Riding the Teeter Totter: Stocks, Bonds Switch Places in Turnaround, but Covid Concerns Continue

Stocks rebounded early Friday as investors saw bond yields pop back up and crude get a lift. There’s not much in the way of economic data or earnings today, but next week brings a ton of both, including inflation numbers and bank earnings.

https://tickertapecdn.tdameritrade.com/assets/images/pages/md/bears out: selloff picks up steam
5 min read
Photo by Getty Images

Key Takeaways

  • Yields bounce back and so do stocks as market executes a turn-around from Thursday

  • Concerns about Delta variant, central banks’ future path still could weigh

  • Next week is a big one with major bank earnings, inflation data, and retail sales

(Friday Market Open) Like a game of seesaw, the falling bond market appeared to give stocks a boost early Friday. Yesterday it was stocks at the bottom and bonds high up.

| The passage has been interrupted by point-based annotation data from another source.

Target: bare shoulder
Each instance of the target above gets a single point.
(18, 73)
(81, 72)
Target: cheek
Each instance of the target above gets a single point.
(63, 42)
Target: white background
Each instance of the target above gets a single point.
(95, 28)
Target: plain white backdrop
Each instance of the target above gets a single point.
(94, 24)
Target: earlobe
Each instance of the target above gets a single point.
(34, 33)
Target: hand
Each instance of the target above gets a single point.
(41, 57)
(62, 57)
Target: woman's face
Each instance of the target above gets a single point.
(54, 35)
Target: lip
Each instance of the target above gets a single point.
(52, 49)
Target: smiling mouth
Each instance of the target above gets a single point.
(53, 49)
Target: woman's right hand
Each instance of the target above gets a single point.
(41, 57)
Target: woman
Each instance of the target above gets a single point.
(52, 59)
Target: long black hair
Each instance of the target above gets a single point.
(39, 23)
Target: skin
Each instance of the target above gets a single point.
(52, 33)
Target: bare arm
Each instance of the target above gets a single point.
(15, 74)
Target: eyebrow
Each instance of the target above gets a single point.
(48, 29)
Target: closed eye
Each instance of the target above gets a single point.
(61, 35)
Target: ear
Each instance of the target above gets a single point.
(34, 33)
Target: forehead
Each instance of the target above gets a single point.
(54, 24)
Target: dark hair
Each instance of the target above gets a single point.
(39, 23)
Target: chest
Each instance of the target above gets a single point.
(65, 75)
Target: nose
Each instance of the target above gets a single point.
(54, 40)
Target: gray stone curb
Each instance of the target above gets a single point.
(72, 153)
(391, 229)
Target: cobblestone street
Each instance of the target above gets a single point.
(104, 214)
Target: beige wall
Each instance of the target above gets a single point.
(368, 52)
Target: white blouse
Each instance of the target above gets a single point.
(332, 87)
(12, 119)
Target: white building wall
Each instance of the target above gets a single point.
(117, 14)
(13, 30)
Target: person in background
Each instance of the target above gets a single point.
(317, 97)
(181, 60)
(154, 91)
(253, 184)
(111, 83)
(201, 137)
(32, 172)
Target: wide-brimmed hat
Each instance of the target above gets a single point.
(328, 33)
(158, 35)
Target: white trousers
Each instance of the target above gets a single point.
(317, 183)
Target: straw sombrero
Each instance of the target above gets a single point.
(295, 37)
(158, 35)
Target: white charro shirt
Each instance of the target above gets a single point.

For now, anyway, stocks are climbing along with Treasury yields, which rise as bonds fall. The 10-year yield bounced back from yesterday’s five-month lows and recently traded above 1.3% again, which may be easing some of the economic slowdown concerns that dominated Thursday’s trading. 

It’s important not to get too carried away by this early rally, because things still could easily go back the other way in a market where caution seems to be attracting many investors to fixed income over stocks. Today we’ll watch rates and see if that can help the Financial sector, which might also help the S&P 500 Index (SPX) and the Russell 2000 Index (RUT). Along with yields, crude is also popping up a bit this morning. 

When it comes right down to it, worries about the Delta variant of Covid and possible slowdown of reopening probably explain a lot of what’s happened the last day or two. People are worried that international economies like Japan aren’t reopening as fast as anticipated, leading to thoughts that overseas central banks won’t be super quick to taper stimulus programs. News that some countries like Australia are tightening Covid protocols could spook the market if it continues. 

The Fed doesn’t operate in a vacuum, and the U.S. isn’t immune to the Delta variant even though so far vaccinations here have outpaced many other countries. If the European Central Bank or the Bank of Japan have to delay tapering, that could influence how quickly the Fed handles it. There was a lot of talk on Wall Street Thursday that the Aug. 26–28 Jackson Hole conference wouldn’t be when the Fed starts laying out a tapering schedule, and that sometime in September or beyond looks more likely. We’ll have to wait and see. 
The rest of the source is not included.